Stunning sunset ‘photo’ wins contest after it bowled over the judges – but ‘terrifying’ twist sparks scandal

THE judges of a photo contest unknowingly awarded the grand prize to an incredibly real computer-generated image.

The stunning ‘Sunset Photo’ took first place in a weekly themed competition run by an electronics retailer in Australia.

This winning sunset photo - created with artificial intelligence


This winning sunset photo – created with artificial intelligencePhoto credit: / instagram

The image was submitted by the artificial intelligence art studio – Absolutely. AI

The Sydney-based company works according to the motto: “Who is the better artist, man or machine?
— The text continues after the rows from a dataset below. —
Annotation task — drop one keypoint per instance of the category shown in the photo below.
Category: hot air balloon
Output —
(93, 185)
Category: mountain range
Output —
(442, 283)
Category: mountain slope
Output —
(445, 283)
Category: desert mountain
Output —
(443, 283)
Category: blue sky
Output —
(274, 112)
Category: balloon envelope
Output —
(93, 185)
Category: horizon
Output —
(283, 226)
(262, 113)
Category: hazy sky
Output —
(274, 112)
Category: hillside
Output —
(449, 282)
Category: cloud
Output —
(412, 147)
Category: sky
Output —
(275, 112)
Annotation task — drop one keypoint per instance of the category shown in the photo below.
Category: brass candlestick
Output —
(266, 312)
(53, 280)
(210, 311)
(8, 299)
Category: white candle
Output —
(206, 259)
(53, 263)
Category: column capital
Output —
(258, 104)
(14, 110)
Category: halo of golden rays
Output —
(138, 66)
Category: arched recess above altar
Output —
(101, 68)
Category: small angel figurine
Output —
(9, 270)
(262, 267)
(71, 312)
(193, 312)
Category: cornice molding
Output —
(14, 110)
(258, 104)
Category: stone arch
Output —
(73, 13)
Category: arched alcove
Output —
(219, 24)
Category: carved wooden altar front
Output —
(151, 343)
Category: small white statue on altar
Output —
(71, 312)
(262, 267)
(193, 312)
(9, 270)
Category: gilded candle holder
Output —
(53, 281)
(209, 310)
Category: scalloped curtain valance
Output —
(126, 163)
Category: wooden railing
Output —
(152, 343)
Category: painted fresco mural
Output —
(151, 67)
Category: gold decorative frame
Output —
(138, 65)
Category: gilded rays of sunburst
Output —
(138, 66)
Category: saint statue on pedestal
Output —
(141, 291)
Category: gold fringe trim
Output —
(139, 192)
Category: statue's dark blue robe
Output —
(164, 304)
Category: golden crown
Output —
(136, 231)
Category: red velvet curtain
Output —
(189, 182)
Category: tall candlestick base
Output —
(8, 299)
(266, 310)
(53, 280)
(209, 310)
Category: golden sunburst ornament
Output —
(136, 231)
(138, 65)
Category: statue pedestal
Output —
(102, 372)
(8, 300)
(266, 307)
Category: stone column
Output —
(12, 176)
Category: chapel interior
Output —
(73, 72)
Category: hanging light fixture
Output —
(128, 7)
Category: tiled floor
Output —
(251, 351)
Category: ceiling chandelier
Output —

Let’s find out.”

And on Wednesday night, the unsuspecting panel of judges awarded the studio’s computer-generated image the grand prize of a $100 coupon.

After winning the competition held by DigiDirect, the company immediately gave up and refused to accept the cash prize.
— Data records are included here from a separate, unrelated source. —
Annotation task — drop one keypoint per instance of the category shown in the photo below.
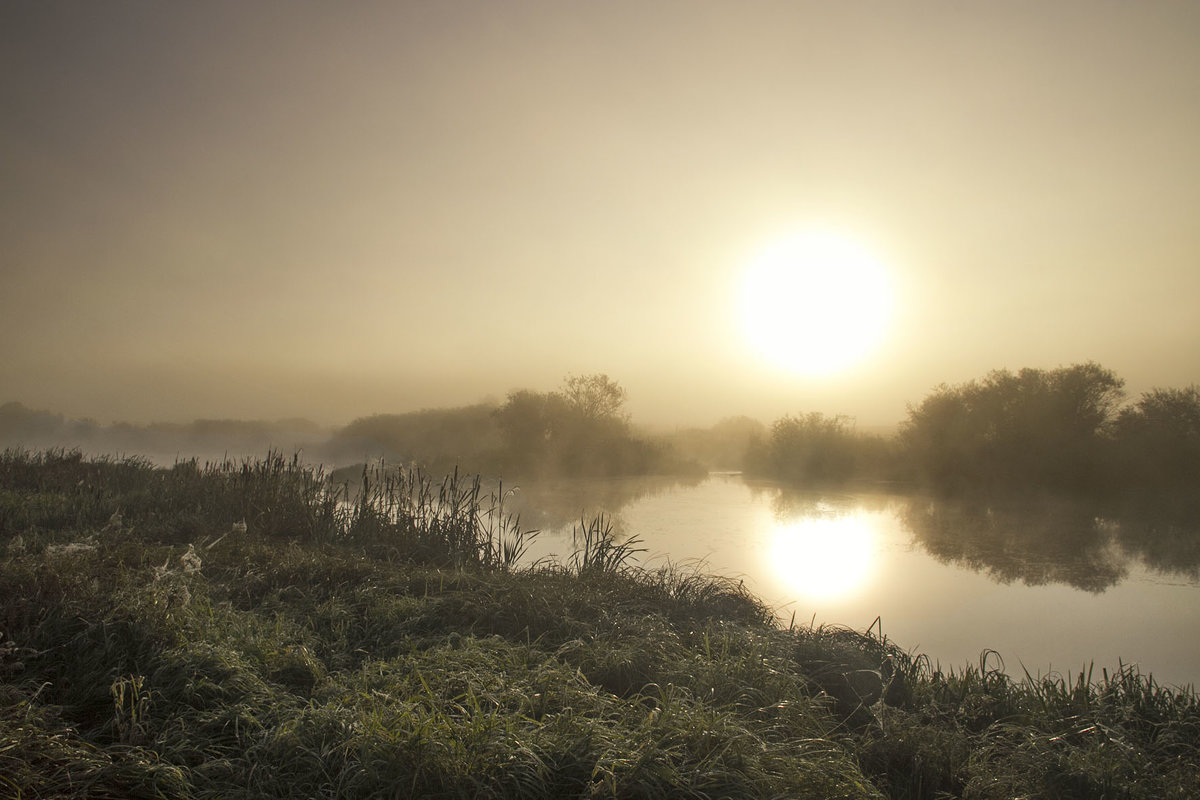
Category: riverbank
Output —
(245, 631)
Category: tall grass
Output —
(253, 631)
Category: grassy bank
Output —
(250, 631)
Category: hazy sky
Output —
(329, 209)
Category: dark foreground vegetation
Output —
(249, 631)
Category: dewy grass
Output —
(251, 631)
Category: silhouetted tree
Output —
(1036, 427)
(595, 397)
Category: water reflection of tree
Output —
(1042, 541)
(1163, 530)
(1036, 541)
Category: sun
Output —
(815, 304)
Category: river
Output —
(1048, 587)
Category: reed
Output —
(253, 631)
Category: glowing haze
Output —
(329, 210)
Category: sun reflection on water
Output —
(823, 558)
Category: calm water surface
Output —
(1049, 587)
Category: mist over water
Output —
(1050, 588)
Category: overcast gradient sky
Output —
(329, 210)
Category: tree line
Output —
(1065, 429)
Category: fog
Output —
(273, 211)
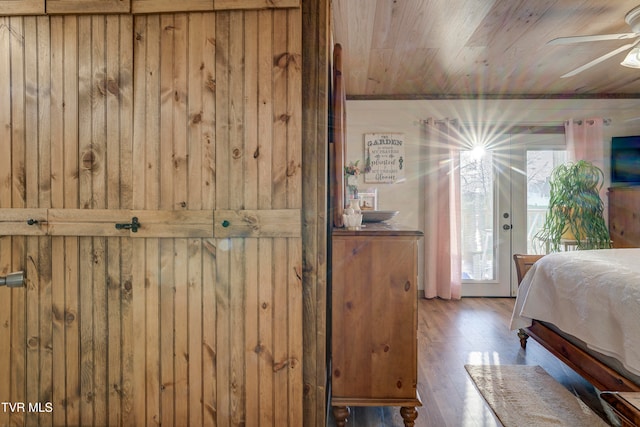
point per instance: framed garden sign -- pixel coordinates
(384, 157)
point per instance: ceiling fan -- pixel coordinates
(632, 18)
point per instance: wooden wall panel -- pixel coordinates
(158, 6)
(71, 108)
(22, 7)
(87, 6)
(315, 28)
(182, 330)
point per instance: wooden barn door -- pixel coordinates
(189, 123)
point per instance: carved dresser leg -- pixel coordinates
(340, 414)
(409, 415)
(523, 338)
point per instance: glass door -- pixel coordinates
(504, 191)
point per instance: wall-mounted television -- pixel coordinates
(625, 160)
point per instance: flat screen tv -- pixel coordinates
(625, 160)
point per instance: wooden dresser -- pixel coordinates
(624, 216)
(374, 320)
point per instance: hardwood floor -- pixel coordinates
(468, 331)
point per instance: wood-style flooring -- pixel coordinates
(468, 331)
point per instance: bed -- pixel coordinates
(584, 307)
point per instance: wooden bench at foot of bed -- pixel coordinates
(601, 376)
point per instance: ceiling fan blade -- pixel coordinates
(594, 38)
(599, 60)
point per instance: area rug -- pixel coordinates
(525, 395)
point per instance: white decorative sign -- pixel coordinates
(384, 157)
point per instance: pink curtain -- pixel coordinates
(441, 210)
(585, 141)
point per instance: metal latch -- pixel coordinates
(133, 226)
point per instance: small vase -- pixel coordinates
(355, 205)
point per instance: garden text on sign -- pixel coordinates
(384, 153)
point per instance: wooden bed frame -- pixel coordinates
(600, 375)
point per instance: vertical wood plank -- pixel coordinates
(265, 179)
(98, 170)
(71, 200)
(315, 18)
(44, 201)
(180, 197)
(85, 80)
(209, 318)
(138, 269)
(152, 196)
(5, 201)
(236, 331)
(279, 200)
(19, 199)
(193, 194)
(57, 200)
(251, 278)
(294, 200)
(32, 368)
(222, 183)
(114, 327)
(166, 283)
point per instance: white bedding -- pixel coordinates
(593, 295)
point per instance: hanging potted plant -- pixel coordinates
(576, 211)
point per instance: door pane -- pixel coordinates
(477, 215)
(540, 163)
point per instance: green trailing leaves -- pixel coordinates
(576, 211)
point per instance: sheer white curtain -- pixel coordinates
(585, 141)
(441, 209)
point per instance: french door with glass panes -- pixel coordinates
(504, 194)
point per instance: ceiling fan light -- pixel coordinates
(632, 59)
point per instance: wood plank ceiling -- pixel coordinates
(407, 49)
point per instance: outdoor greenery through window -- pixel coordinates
(477, 216)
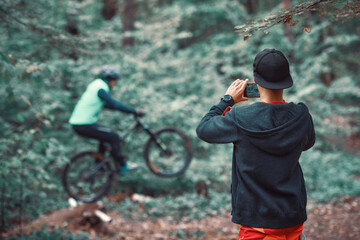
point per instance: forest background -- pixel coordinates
(176, 59)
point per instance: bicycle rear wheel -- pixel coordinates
(87, 177)
(169, 153)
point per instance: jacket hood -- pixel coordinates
(275, 128)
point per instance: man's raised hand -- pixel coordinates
(236, 90)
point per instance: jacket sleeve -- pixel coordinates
(111, 103)
(214, 128)
(311, 135)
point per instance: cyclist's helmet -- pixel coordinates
(108, 74)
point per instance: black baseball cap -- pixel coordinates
(271, 70)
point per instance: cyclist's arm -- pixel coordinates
(111, 103)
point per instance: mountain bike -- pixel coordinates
(88, 175)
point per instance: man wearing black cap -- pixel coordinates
(268, 190)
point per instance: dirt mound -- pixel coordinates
(337, 220)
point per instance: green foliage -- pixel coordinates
(57, 234)
(186, 54)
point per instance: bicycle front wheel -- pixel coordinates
(87, 177)
(168, 153)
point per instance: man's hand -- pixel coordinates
(140, 113)
(236, 90)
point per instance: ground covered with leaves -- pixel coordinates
(336, 220)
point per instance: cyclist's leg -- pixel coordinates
(103, 134)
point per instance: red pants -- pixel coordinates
(290, 233)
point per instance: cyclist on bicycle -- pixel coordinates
(85, 115)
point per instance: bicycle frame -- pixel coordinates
(146, 128)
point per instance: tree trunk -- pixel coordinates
(128, 13)
(288, 31)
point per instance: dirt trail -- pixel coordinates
(338, 220)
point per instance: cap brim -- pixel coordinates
(287, 82)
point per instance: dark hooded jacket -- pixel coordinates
(268, 189)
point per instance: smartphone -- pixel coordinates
(251, 91)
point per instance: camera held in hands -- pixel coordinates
(251, 91)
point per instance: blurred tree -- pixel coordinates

Created with artificial intelligence, the dazzling image shows a sunrise, a breaking wave and two surfers.

It was registered under the name of Jan van Eycke – the painter of The Adoration of the Mystical Lamb, the most stolen work of art of all time.

The studio warned: “The machine is now the superior artist to man”.

“The surfers in our picture never existed. Neither does this particular beach or stretch of sea,” it said.

“It’s made up of an infinite number of pixels from countless photos that have been uploaded online by anyone and everyone over the years… and what’s left is an absolutely compelling award winner.

“History may look back to our little photography experiment as a turning point when we began to notice the new world we live in.”

The company said it pulled the stunt “to prove we’re at an inflection point with artificially intelligent technology by passing the ultimate test.”

“Could an AI-generated image not only slip through unnoticed, but actually be awarded the grand prize by a photography expert? The answer is unequivocally, yes,” the studio said.

“Recently we’ve seen ChatGPT pass legal, business and medical exams, but no one has discussed the impact AI will have on the creative industries.”

Jamie Sissons from Absolutely. KI admitted the future of creative industries looks “terrifying” – saying its AI creations outperformed real human work.

“As a creator, it’s terrifying. I look back on the work I have created. And to be honest, it all looks so easy,” he said

“I’ve won photography awards. I’ve won awards in filmmaking and things like that. And my stuff doesn’t look as good as what a machine can make.”

Another AI company — Midjourney — also creates startlingly real images from simple prompts like “women at a party.”

It uses machine learning and a neural network to piece together images based on human prompts.

The controversial AI is trained by being given photos, which it then uses to create its own images.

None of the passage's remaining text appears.